Carta à vida


Querida vida,


Responda-me: desperdicei minha vida? Fiz tudo em vão?

Ao tentar pensar numa resposta sensata para essa pergunta, não faço nada além de comparar a vida que passei com a vida das pessoas ao meu redor. Pessoas que sabem como é o mundo lá fora, enquanto eu desperdiçava o meu tempo desvendando os mistérios do meu mundo intrínseco. Hoje, vendo tudo o que passou, pensando em tudo que eu perdi, penso se realmente valeu a pena...

Não há uma resposta concreta senão aquela que carregas, mas não sei por que penso nisso e, pensar nisso, a pergunta me consome e me chateia. Por que perdi tanto tempo assim? Posso culpar meu jeito em várias coisas, até mesmo em meus pais e sua superproteção, porém, a verdade é uma só: a verdadeira culpada sou eu. Fiz minhas escolhas e acabei me enclausurando com elas, hoje, só posso ver o que perdi.

Vida, esta é mais uma de suas armadilhas?

Estou tentando aprender a olhar para frente e seguir o conselho daqueles que amo, mas me obrigas a olhar para trás e me machucar com isso. É difícil mudar depois de todos esses anos sendo a mesma pessoa. Ainda assim, eu tento.

Quero me vendar. Não enxergar mais o que me mostras que perdi, mas as coisas boas que aprendi.
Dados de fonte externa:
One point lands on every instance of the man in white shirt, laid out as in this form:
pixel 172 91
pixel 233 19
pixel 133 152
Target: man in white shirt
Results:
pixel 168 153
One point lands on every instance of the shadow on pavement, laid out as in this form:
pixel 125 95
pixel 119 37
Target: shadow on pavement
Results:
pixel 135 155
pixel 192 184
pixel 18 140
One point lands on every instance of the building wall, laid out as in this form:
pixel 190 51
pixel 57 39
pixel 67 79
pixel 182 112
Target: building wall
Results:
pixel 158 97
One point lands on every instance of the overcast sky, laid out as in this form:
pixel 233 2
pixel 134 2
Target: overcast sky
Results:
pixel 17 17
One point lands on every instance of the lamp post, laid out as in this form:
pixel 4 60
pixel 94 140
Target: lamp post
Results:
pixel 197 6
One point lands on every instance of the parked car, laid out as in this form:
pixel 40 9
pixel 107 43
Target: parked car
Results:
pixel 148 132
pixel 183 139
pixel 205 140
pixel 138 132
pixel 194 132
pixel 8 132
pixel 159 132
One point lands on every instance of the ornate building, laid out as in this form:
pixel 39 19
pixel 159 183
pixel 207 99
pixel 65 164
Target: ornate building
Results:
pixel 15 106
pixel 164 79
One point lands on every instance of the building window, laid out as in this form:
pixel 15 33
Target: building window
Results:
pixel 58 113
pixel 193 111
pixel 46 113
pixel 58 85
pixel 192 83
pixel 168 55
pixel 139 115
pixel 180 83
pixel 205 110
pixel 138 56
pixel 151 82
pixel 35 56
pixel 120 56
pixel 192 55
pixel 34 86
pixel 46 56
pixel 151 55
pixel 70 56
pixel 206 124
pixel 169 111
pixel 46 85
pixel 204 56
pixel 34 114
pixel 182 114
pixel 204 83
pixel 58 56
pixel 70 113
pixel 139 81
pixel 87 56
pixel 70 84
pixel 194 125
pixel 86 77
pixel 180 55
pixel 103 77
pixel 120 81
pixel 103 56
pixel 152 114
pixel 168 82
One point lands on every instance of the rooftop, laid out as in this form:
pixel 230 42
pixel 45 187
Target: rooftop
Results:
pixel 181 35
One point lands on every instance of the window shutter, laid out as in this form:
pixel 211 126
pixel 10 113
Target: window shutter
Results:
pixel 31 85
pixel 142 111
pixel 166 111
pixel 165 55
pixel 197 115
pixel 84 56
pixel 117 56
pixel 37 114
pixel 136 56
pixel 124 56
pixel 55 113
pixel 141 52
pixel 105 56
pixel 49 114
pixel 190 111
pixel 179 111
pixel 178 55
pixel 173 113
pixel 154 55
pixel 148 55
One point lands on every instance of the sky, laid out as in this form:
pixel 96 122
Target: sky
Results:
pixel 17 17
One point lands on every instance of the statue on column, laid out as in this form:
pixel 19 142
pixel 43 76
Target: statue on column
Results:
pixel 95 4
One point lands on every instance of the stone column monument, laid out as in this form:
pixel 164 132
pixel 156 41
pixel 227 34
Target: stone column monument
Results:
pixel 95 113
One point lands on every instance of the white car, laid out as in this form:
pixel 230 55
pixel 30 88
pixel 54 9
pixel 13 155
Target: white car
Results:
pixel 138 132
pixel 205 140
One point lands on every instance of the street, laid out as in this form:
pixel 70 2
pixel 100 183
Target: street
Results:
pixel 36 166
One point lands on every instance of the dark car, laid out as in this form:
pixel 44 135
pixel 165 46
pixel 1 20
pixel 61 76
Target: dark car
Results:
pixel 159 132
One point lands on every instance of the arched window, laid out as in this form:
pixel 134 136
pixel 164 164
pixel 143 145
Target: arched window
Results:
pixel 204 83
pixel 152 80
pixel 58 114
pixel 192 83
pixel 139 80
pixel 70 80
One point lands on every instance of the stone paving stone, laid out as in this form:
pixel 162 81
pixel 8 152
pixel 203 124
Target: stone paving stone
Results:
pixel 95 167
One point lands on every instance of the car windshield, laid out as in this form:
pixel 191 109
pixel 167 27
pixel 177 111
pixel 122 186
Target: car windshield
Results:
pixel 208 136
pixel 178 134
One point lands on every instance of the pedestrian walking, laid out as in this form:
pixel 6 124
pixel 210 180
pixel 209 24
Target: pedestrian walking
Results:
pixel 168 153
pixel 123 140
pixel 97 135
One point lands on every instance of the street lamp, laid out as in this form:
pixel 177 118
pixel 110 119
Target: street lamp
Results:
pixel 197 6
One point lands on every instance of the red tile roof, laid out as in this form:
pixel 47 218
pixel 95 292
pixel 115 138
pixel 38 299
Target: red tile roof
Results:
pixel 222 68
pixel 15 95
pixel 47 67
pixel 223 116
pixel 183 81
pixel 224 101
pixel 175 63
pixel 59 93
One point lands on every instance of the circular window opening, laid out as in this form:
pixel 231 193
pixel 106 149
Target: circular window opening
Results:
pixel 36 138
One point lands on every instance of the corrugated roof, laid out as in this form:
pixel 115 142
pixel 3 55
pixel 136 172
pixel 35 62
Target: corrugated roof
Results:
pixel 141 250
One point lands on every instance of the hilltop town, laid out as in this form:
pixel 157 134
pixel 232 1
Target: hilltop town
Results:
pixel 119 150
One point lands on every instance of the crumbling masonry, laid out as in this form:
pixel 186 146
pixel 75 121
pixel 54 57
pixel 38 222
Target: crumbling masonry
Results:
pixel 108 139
Os sorrisos, os amigos, os conselhos e esquecer as lágrimas. Sei que parecerá que sou a mesma pessoa de sempre; aquela que foge dos seus problemas até eles virarem uma gigante bola de neve, mas não. Nesses anos todos Deus tem me mostrado a força que tenho, embora o mundo escracha minhas fraquezas e meus defeitos.

Então, decreto a você, minha amada vida, que se esta for apenas uma crise qualquer, como tantas outras que passei, irei enfrentá-la. Se necessário, irei chorar, irei me indagar (mesmo que eu não obtenha uma resposta ou me conforme com “alguma”) e irei superar como superei tristezas e indagações bem piores.

Atenciosamente,

Da pessoa que sempre soube que a vida não é nada fácil.

Ana Luiza Pereira

0 comentários:

Postar um comentário

Comenta, por favor!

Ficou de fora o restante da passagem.